Israel's policy of not allowing Palestinians with scholarships to study abroad is ill-advised.

June 03, 2008

The Fulbright scholarships that were stripped from seven students living in Gaza because Israel's blockade prevented them from leaving to take part in the prestigious program have now been reinstated. But the United States and Israel should still be red-faced. At a time when both countries place enormous emphasis on cultivating and nurturing Palestinian moderates, denying young people access to Western education is unbelievably shortsighted.

Shame and outcry came to the aid of the Fulbright scholars -- it's not clear that the U.S. State Department, which administers the program, ever discussed the travel hitch with Israel before withdrawing the scholarships or exerted what should be its considerable influence in the matter. But it would be disingenuous for Israel to feign ignorance; the government has kept hundreds of other students with scholarships to study abroad trapped in Gaza.

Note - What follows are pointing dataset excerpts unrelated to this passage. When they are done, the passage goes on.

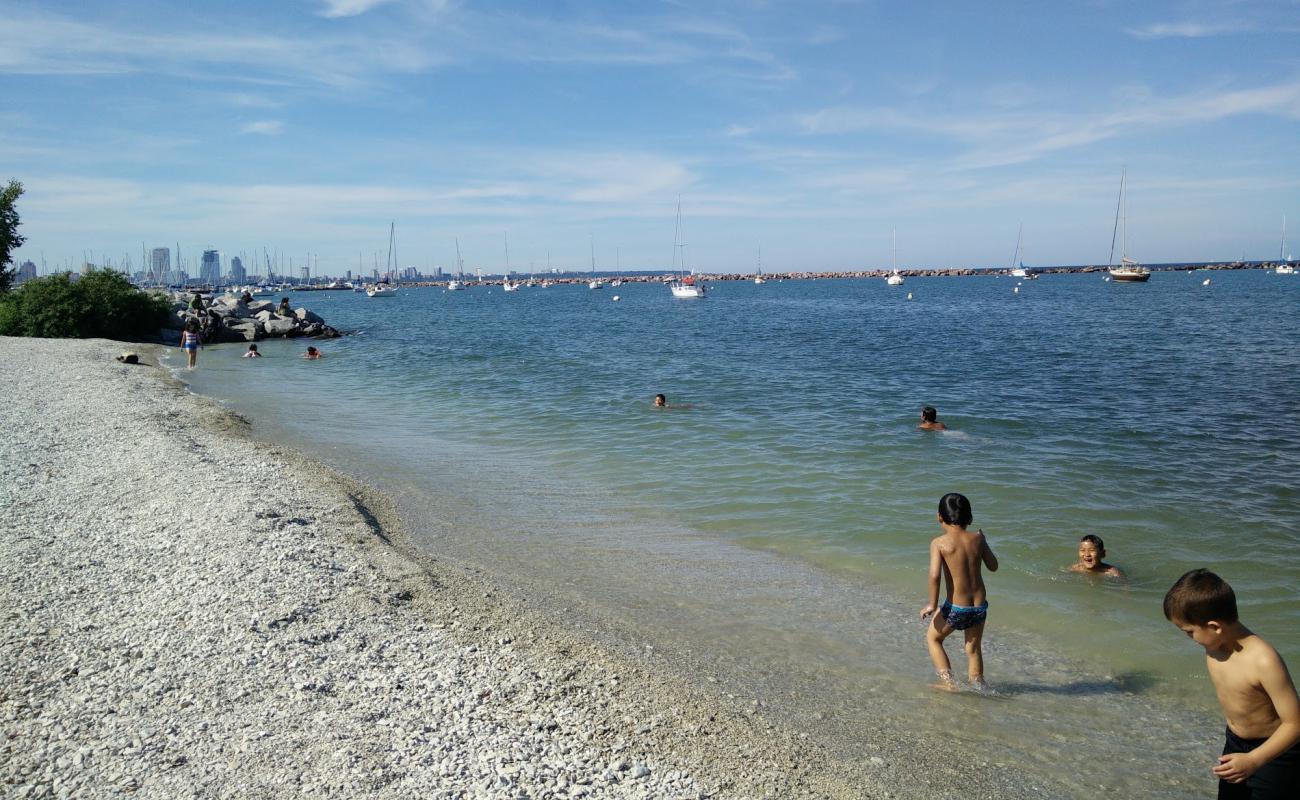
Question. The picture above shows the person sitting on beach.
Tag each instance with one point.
(1261, 748)
(1091, 554)
(930, 420)
(957, 556)
(190, 342)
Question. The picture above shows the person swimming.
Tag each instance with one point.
(1091, 554)
(930, 420)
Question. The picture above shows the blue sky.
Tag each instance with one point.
(804, 129)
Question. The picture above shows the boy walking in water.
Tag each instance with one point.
(1261, 748)
(957, 556)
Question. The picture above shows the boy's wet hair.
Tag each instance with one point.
(1200, 597)
(956, 510)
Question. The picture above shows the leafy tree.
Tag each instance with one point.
(102, 305)
(9, 238)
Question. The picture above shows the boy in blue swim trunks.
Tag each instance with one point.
(957, 556)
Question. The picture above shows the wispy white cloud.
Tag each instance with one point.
(347, 8)
(1187, 30)
(1004, 138)
(269, 128)
(43, 43)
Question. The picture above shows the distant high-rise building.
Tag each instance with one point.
(209, 271)
(160, 263)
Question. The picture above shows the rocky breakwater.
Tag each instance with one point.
(232, 319)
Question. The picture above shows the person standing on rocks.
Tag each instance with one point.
(190, 342)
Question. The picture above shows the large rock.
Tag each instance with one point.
(243, 331)
(277, 325)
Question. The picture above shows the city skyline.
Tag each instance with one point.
(809, 132)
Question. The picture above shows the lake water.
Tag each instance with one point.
(771, 533)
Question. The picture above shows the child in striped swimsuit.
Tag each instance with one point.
(956, 557)
(190, 342)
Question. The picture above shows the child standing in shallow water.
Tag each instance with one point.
(1261, 744)
(957, 556)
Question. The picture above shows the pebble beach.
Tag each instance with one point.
(191, 613)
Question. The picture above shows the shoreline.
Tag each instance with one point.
(259, 641)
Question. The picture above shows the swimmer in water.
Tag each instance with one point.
(1091, 554)
(957, 557)
(930, 420)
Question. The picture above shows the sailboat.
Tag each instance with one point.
(456, 285)
(1129, 271)
(1018, 268)
(895, 279)
(384, 288)
(684, 286)
(1283, 260)
(593, 282)
(506, 285)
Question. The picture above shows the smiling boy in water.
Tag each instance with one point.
(1261, 748)
(957, 556)
(1091, 554)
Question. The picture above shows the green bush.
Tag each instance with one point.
(102, 305)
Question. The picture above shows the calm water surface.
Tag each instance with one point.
(774, 533)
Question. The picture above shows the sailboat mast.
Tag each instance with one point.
(1123, 220)
(1119, 203)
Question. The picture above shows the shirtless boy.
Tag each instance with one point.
(957, 556)
(1261, 748)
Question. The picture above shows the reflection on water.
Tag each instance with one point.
(774, 535)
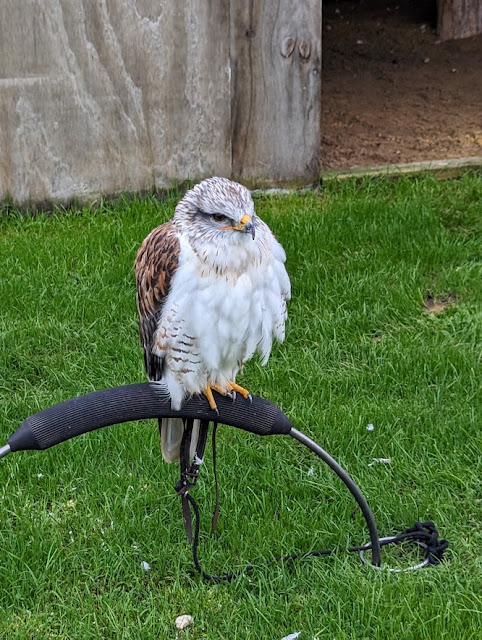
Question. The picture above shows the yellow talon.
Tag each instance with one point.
(232, 386)
(230, 391)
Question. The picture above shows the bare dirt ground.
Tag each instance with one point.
(392, 93)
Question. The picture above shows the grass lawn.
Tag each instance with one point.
(384, 329)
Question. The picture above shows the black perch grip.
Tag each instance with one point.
(137, 402)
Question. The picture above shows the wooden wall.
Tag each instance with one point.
(102, 96)
(459, 18)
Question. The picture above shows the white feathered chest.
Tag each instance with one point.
(211, 291)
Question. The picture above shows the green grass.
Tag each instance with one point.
(77, 520)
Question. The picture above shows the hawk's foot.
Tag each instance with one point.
(229, 391)
(235, 388)
(208, 392)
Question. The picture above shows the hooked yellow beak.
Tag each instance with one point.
(245, 225)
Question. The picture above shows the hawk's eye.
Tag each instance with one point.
(218, 217)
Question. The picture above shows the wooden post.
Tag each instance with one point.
(276, 90)
(459, 18)
(99, 96)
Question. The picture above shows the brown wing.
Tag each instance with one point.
(157, 261)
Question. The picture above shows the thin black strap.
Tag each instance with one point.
(216, 485)
(184, 481)
(190, 470)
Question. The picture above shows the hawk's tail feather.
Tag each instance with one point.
(172, 430)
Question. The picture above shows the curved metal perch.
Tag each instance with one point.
(142, 401)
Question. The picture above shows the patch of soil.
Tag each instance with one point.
(391, 92)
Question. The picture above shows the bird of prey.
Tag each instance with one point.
(211, 291)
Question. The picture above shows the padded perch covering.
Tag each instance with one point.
(137, 402)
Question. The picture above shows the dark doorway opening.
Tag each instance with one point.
(392, 93)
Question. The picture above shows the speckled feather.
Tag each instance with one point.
(209, 295)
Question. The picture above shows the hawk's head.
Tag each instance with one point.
(217, 210)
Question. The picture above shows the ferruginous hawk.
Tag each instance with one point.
(211, 291)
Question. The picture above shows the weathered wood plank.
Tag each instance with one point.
(276, 87)
(101, 96)
(459, 18)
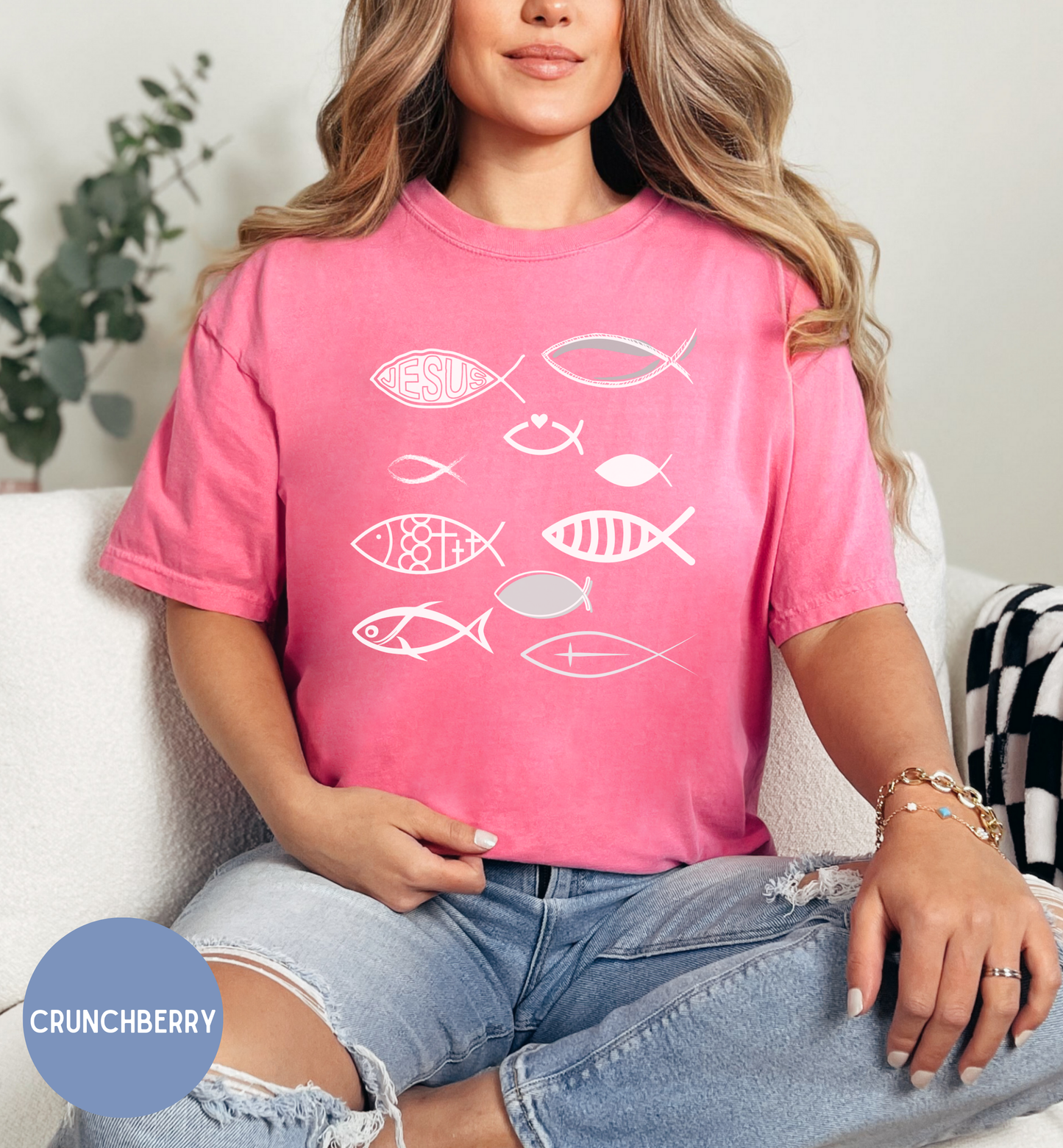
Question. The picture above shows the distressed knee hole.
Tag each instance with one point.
(221, 954)
(833, 884)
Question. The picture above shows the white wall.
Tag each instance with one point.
(935, 122)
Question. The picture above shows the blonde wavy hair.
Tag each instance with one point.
(700, 118)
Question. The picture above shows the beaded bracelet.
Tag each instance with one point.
(991, 829)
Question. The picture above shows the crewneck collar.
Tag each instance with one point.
(428, 204)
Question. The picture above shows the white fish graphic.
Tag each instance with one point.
(556, 660)
(622, 346)
(630, 470)
(424, 544)
(543, 593)
(619, 546)
(368, 632)
(436, 379)
(540, 421)
(440, 468)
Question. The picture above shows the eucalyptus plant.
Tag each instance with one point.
(94, 290)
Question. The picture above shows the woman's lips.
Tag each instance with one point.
(544, 61)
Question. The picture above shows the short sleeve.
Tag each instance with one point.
(203, 523)
(835, 554)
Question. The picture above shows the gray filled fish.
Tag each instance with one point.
(543, 593)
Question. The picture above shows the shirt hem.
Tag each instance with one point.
(829, 607)
(193, 591)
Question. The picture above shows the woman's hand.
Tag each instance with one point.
(378, 844)
(958, 906)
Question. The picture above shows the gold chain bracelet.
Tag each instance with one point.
(991, 829)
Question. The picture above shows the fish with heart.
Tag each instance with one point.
(577, 655)
(543, 593)
(594, 536)
(630, 470)
(423, 544)
(538, 421)
(436, 379)
(588, 355)
(369, 632)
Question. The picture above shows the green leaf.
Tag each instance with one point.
(78, 223)
(115, 271)
(63, 364)
(26, 393)
(113, 413)
(12, 313)
(107, 198)
(8, 238)
(35, 440)
(54, 293)
(169, 135)
(73, 261)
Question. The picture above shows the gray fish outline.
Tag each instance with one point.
(621, 345)
(582, 595)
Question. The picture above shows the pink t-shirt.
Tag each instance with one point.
(535, 499)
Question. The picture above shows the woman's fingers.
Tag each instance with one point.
(870, 930)
(1042, 960)
(1000, 1000)
(919, 980)
(956, 994)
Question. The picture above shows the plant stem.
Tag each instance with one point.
(182, 170)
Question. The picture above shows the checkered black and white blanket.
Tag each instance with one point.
(1015, 722)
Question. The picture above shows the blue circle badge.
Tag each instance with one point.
(123, 1017)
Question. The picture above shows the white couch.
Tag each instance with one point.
(113, 804)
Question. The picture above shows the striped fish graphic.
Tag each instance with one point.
(565, 655)
(368, 632)
(543, 593)
(423, 544)
(619, 345)
(592, 535)
(438, 379)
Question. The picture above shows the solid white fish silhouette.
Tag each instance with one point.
(423, 543)
(571, 655)
(630, 470)
(619, 548)
(543, 593)
(440, 468)
(368, 632)
(622, 346)
(540, 421)
(436, 379)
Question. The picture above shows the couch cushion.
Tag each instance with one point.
(808, 805)
(114, 802)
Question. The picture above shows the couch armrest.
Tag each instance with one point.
(966, 593)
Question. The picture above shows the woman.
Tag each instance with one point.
(512, 750)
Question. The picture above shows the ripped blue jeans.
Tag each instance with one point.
(705, 1006)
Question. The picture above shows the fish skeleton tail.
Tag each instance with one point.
(480, 638)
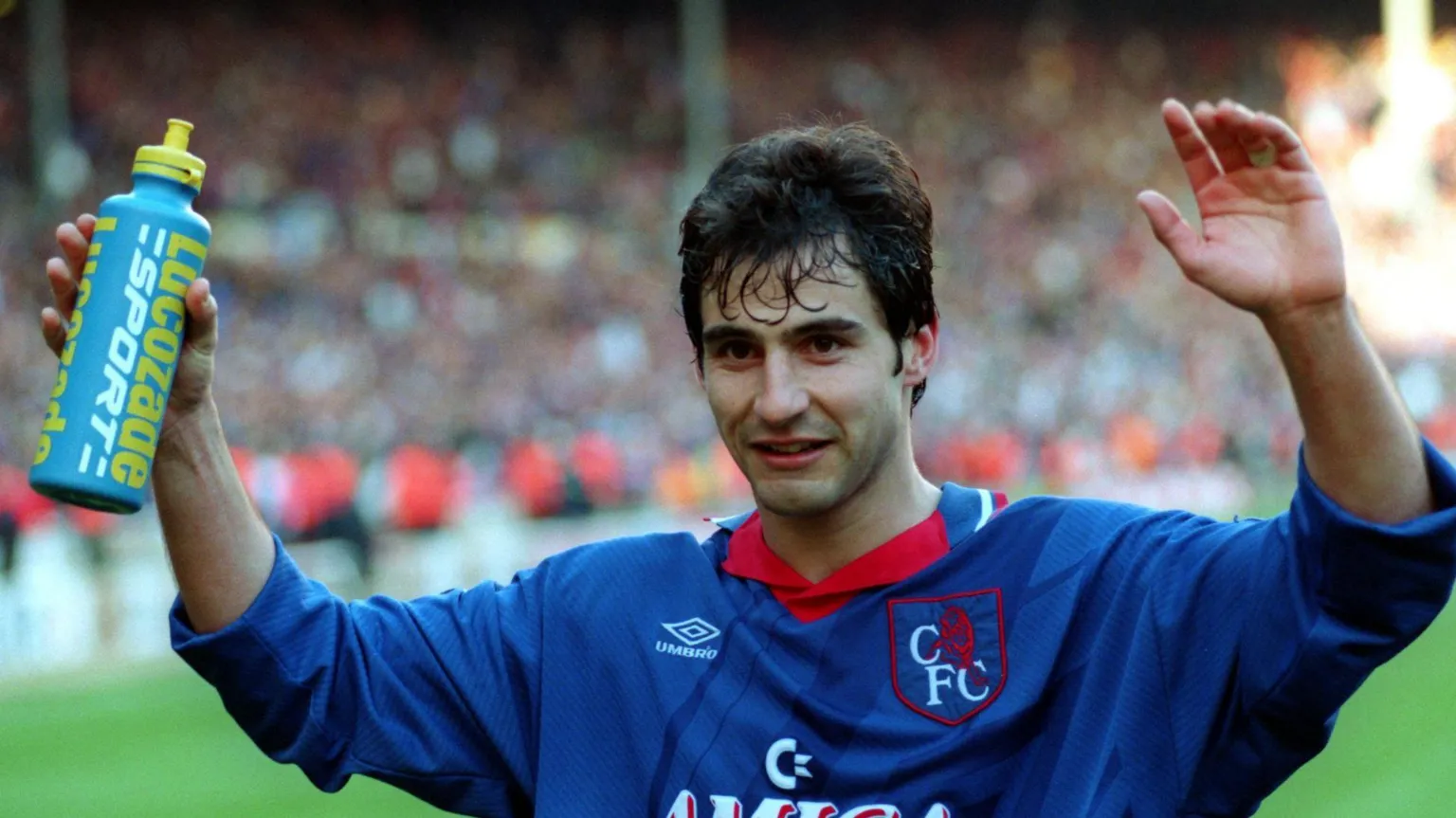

Since Hamas outmuscled the more secular Fatah party to take power over Gaza in 2006, Israel has confined 1.5 million Palestinians, including the 51% who did not vote for the Sunni militant organization, to the narrow strip of land on the shores of the Mediterranean. The blockade is intended to foster enough dissatisfaction to weaken Hamas from within and also to put an end to the group's suicide bombings and routine missile attacks on Israeli towns -- both of which are laudable goals. An unintended byproduct, however, is that the teeming slums and refugee camps are providing Hamas with disillusioned young Palestinians vulnerable to radical ideology. And Israel's policy of denying some of the brightest, most motivated Palestinian students the chance to study abroad is calculated to further alienate them.

According to Gisha, an Israeli human rights organization that works on behalf of Palestinians, Israel gave exit permits to fewer than half of the 1,000 Gazan students who applied to leave during the 2007-2008 academic year, and it stopped all permission in January. Israel's Supreme Court is scheduled this week to hear appeals by three scholarship students challenging the government's policy, and we hope the court shows better judgment than it has in the past. Last year, Khaled al-Mudallal, who had lived in Britain for six years and was working toward his bachelor's degree at the Bradford School of Management there, went home to visit family in Gaza and pick up his fiancee. When he tried to return to Britain, Israel refused to let him leave, and the Supreme Court rejected his appeal.

Thankfully, Israelis are leading the effort to change this impolitic and inhumane policy, reminding their government that oppression of the many for the deeds of a few is indefensible. "This could be interpreted as collective punishment," said Rabbi Michael Melchior, chairman of the parliament's education committee. "This policy is not in keeping with international standards or with the moral standards of Jews, who have been subjected to the deprivation of higher education in the past. Even in war, there were rules." We couldn't have said it better.